Première certitude : Stephen Paddock, un ancien comptable à la retraite de 64 ans, n‘était pas dans les radars des forces de l’ordre. Certes, il avait eu maille à partir avec la justice il y a quelques années, mais pour des faits mineurs, selon la police.


Paddock vivait à Mesquite, une petite localité au nord-est de Las Vegas, à la frontière entre le Nevada et l’Arizona. Il habitait une résidence pour seniors de grand standing qui disposait notamment d’un golf.
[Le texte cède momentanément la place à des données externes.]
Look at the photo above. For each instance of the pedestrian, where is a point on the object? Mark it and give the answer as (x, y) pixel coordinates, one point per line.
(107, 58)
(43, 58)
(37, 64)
Son frère, qui habite en Floride, l’a décrit lundi comme un flambeur, habitué des casinos de Vegas. Il y aurait un jour gagné 250 000 dollars. Paddock était apparemment un homme sans conviction religieuse particulière et qui… aimait les burritos.
Il avait une compagne, d’origine asiatique, qui aurait déjà été mise hors de cause.
Aurait-il pu se radicaliser et se convertir à l’islam comme l’a revendiqué lundi le groupe Etat islamique? La piste demeure peu crédible pour les enquêteurs.


Toujours selon le frère du tueur, ce dernier ne semblait pas souffrir de démence, ni être drogué ou alcoolique.
L’histoire du père a-t-elle déteint sur celle de son fils ? Toujours est-il que le géniteur de Stephen Paddock, aujourd’hui décédé, fut autrefois l’un des dix hommes les plus recherchés par le FBI pour braquage de banque. Quant à la mère du meurtrier, elle est toujours en vie. Nonagénaire, elle réside en Floride près de chez son deuxième fils.

La dernière fois que la famille a eu des nouvelles du tueur, c‘était en septembre dernier. Cinq jours après le passage de l’ouragan Irma qui avait touché la Floride, Stephen Paddock avait demandé à son frère par texto si tout le monde allait bien.

Stephen Paddock avait en tout cas un penchant certain pour les armes à feu. Il disposait d’un permis de chasse. Son frère savait qu’il possédait quelques armes de poing. Mais jamais il n’aurait pensé qu’il se servirait un jour d’une arme automatique pour tirer sur la foule.

Le meurtrier avait assurément prémédité son acte : la chambre d’hôtel qu’il occupait avait été louée depuis jeudi dernier. Et dans ses bagages on sait à présent ce qu’ils contenaient : des armes et des chargeurs.